While Elsen can also deploy on a customer’s in-house private cloud, the hosted option is dominant since its pitch is far less about infrastructure than it is about software that is designed for massive parallel jobs that can handle multiple streams at once through a single API call. On the software side, a great deal of backtesting is done using tools like Excel, and one step up from that is Matlab, but in these cases, a great of the effort is spent on building strategies versus using the time to optimize and understand them. According to Sheffer, “A lot of those generalized tools don’t always have the best support for parallelizing some of the actual functions. So, for example, Matlab has the distributed toolbox, which is great, but if you can’t get the data to the GPU fast enough that it doesn’t get you anywhere.”

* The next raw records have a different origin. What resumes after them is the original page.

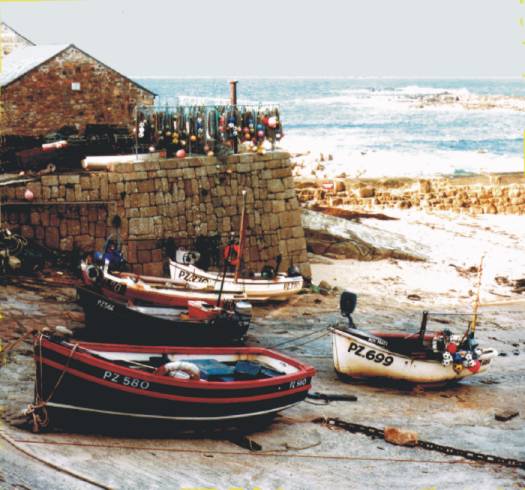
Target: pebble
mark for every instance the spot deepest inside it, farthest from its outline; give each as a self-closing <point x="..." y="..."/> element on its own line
<point x="400" y="437"/>
<point x="504" y="415"/>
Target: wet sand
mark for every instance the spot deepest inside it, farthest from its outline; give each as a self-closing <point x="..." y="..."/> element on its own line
<point x="296" y="452"/>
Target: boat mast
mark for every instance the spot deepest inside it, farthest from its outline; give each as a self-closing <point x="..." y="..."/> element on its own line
<point x="472" y="327"/>
<point x="241" y="236"/>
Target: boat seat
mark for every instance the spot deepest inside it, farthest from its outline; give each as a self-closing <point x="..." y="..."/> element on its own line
<point x="407" y="343"/>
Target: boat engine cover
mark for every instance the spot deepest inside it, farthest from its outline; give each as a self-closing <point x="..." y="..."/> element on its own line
<point x="347" y="303"/>
<point x="243" y="308"/>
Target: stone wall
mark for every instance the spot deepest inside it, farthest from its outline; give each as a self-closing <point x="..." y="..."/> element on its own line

It’s this type of bottleneck Elsen is countering. The goal is to take the entire chunk, dropping it wholesale into the system, and let users make a single API call to do something as intensive as performing a relative strength index against the entire NASDAQ listing from the last two years. Instead of them having to worry about how to implement the data, prepare it, and backtest it and then write the actual signal before getting the results, they can make one call and we take care of all the rest of it.
When one thinks about financial services for cloud, the limiting factor is always performance, even though companies like Amazon Web Services have tried to correct that by adding high-end processors, 10 GB Ethernet, and other performance enhancements to suit the HPC set. Although many in-house high performance computing clusters are used for backtesting strategies, the computational demands far outweigh I/O concerns, which means the cloud performance hit is less important. As Sheffer notes: , “For most users, we’re looking at 100 GB to 200 GB of data. The network is seldom a bottleneck for these things as well and latency isn’t crucial, either. For high frequency trading, its different, but the real target here is throughput—something we’ve worked hard to push.”
For hedge funds, faster and more scalable processing confers the ability to run more complex models with more complex calculations, scenarios, and sensitivities. That can mean understanding certain risks better than a competitor, or finding a sustainable trading advantage. “Running more simulations increases both the quality of your results and your confidence in those results,” says Havell Rodrigues, chief revenue officer at Elsen. “That can translate to faster time to market with new or refined strategies.”